The Embedding model is optimized for creating embeddings with 768 dimensions for text of up to 2,048 tokens.

Embedding model details
Property Description
Model code models/embedding-001
Input Text
Output Text embeddings
Input token limit 2,048
Output dimension size 768
Supported generation methods
Python: embed_content
REST: embedContent
Model safety No adjustable safety settings.
Rate limit[*] 1,500 requests per minute
Latest update December 2023

AQA

You can use the AQA model to perform Attributed Question-Answering (AQA)–related tasks over a document, corpus, or a set of passages. The AQA model returns answers to questions that are grounded in provided sources, along with estimating answerable probability.

Model details

Property Description
Model code models/aqa
Input Text
Output Text
Supported generation methods
Python: GenerateAnswerRequest
REST: generateAnswer
Supported languages English
Input token limit[**] 7,168
Output token limit[**] 1,024
Model safety Automatically applied safety settings which are adjustable by developers. See our page on safety settings for details.
Rate limit[*] 60 requests per minute
Latest update December 2023

See the examples to explore the capabilities of these model variations.

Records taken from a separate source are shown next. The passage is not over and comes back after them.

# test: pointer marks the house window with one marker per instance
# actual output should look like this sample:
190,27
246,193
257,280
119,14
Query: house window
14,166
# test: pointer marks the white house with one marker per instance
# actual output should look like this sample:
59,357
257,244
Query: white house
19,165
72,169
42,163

[*] A token is equivalent to about 4 characters for Gemini models. 100 tokens are about 60-80 English words.

[**] RPM: Requests per minute
TPM: Tokens per minute
RPD: Requests per day
TPD: Tokens per day

Due to capacity limitations, specified maximum rate limits are not guaranteed.

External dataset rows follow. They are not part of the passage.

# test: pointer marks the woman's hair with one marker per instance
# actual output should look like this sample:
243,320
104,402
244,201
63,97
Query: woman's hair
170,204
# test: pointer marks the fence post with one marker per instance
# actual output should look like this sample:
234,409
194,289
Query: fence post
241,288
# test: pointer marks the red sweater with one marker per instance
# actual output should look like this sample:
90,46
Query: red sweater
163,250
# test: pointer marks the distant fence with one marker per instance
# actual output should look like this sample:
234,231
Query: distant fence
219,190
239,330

Model version name patterns

Gemini models are available in either preview or stable versions. In your code, you can use one of the following model name formats to specify which model and version you want to use.

  • Latest: Points to the cutting-edge version of the model for a specified generation and variation. The underlying model is updated regularly and might be a preview version. Only exploratory testing apps and prototypes should use this alias.

    To specify the latest version, use the following pattern: <model>-<generation>-<variation>-latest. For example, gemini-1.0-pro-latest.

  • Latest stable: Points to the most recent stable version released for the specified model generation and variation.

    To specify the latest stable version, use the following pattern: <model>-<generation>-<variation>. For example, gemini-1.0-pro.

  • Stable: Points to a specific stable model. Stable models don't change. Most production apps should use a specific stable model.

    To specify a stable version, use the following pattern: <model>-<generation>-<variation>-<version>. For example, gemini-1.0-pro-001.